Przedstawiciele koncernów motoryzacyjnych, oferujących luksusowe samochody z segmentu Premium mówią, że rynek zwalnia, a we wrześniu liczba zamówień była wyraźnie mniejsza od notowanej w pierwszej połowie roku. Niektórzy upatrują przyczyn w polityce.
Opinia Pawła Miszkowskiego nie jest odosobniona, choć inni przedstawiciele branży zwracają uwagę także na inne czynniki wpływające na wyhamowanie rynku.
- Na pewno widzimy mniejsze zainteresowanie klientów zakupami aut w ostatnich tygodniach. Myślę jednak, że czynników wpływających na takie zachowanie jest więcej niż tylko tocząca się kampania wyborcza. Zmiana polityczna w każdym kraju wywołuje u wszystkich pewną niepewność, ale nie sądzę, że jest to czynnik determinujący. Znaczenia nabierają tu takie czynniki jak: zbliżający się koniec roku kalendarzowego, oczekiwanie na tradycyjne już wyprzedaże roczników czy specjalne promocje uruchamiane w okresie świątecznym - mówi w "PB" Paweł Kacprzyk, prezes spółki Volvo Auto Polska.
Przedstawiciele niektórych marek aut luksusowych z kolei zdecydowanie (na wszelki wypadek?) odcinają się od oskarżania polityki i polityków.

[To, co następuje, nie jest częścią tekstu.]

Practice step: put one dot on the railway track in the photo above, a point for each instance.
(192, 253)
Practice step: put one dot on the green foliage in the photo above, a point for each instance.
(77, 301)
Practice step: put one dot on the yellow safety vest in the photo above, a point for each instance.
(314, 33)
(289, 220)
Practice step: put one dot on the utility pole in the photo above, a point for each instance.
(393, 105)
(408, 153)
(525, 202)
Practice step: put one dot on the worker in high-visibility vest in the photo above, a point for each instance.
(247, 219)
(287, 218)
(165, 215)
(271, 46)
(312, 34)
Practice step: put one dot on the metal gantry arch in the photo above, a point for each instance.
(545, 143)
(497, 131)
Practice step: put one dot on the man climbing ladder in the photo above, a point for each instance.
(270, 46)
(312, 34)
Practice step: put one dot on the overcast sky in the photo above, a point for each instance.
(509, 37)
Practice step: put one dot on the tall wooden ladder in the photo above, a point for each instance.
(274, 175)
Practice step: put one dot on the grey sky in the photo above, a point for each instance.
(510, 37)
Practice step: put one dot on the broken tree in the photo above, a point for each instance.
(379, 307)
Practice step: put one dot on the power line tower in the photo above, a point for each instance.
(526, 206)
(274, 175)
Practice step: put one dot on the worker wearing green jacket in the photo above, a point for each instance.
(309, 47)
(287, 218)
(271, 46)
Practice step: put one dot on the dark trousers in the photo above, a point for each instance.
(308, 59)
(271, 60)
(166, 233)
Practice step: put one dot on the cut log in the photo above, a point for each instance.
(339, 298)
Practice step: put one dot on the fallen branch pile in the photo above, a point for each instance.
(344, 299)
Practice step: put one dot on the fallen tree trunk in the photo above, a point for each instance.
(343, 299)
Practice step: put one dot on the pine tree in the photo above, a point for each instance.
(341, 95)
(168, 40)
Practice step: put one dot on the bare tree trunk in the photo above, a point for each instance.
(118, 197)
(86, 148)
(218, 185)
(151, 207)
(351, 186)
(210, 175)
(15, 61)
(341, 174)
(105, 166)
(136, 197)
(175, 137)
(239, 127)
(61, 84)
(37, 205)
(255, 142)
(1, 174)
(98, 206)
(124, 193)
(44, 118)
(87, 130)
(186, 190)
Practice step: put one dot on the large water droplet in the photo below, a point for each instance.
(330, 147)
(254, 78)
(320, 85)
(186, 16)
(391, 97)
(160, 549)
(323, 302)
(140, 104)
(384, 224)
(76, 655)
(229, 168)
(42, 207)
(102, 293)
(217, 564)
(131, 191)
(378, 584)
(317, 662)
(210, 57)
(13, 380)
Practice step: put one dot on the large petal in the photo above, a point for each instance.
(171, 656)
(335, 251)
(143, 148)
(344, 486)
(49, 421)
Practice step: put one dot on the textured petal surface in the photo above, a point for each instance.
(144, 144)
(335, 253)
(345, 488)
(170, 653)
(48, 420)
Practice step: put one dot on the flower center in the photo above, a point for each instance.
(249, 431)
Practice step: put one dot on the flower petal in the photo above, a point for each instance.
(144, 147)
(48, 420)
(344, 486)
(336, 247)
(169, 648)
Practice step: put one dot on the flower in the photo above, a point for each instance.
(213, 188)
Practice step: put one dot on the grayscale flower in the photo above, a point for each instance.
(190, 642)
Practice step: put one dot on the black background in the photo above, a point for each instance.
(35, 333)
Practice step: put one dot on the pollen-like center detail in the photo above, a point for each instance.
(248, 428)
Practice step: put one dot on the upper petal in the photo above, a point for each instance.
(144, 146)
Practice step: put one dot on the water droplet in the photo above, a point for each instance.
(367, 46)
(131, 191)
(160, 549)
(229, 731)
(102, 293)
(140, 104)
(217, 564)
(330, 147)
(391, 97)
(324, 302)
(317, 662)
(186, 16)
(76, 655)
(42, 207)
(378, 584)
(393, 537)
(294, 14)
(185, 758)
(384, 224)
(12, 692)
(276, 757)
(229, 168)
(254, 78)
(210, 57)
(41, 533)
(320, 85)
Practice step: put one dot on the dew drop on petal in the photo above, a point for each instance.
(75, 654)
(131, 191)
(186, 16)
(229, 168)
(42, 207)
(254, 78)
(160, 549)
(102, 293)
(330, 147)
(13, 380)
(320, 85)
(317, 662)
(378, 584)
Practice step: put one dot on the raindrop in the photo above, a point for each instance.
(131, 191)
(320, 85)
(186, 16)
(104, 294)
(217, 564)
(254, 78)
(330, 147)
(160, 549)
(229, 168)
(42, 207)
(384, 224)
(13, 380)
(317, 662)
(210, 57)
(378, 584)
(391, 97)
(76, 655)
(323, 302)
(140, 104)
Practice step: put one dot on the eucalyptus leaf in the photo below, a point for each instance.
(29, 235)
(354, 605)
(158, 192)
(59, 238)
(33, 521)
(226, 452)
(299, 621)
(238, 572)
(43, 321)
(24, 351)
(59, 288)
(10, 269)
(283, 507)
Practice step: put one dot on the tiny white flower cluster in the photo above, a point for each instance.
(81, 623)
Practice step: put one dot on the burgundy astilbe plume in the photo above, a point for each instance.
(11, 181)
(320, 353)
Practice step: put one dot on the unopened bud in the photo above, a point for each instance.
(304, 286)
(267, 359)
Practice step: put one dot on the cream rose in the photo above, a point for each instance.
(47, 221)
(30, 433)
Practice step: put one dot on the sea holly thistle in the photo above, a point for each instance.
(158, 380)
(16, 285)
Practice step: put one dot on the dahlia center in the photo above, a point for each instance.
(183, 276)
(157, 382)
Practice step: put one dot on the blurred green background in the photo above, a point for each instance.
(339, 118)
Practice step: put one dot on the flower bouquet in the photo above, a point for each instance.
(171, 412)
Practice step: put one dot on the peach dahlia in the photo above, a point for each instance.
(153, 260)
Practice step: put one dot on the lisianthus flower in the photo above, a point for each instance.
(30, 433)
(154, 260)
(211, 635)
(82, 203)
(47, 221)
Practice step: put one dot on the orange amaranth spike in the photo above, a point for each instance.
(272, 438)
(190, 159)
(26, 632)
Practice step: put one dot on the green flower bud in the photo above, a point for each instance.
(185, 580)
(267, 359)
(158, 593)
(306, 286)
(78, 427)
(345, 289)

- Nie zanotowaliśmy tendencji spowolnienia sprzedaży samochodów BMW i Mini. Sądzę, że sytuacja polityczna nie ma wpływu na naszą sprzedaż, gdyż klienci postrzegają ją w kontekście obecnej kampanii wyborczej, a wiadomo, że podczas kampanii politycy mówią różne rzeczy. Również napięte stosunki polsko-niemieckie nie mają wpływu na relacje z naszymi klientami i postrzeganie przez nich marki BMW - twierdzi Erich Papke, prezes polskiego BMW.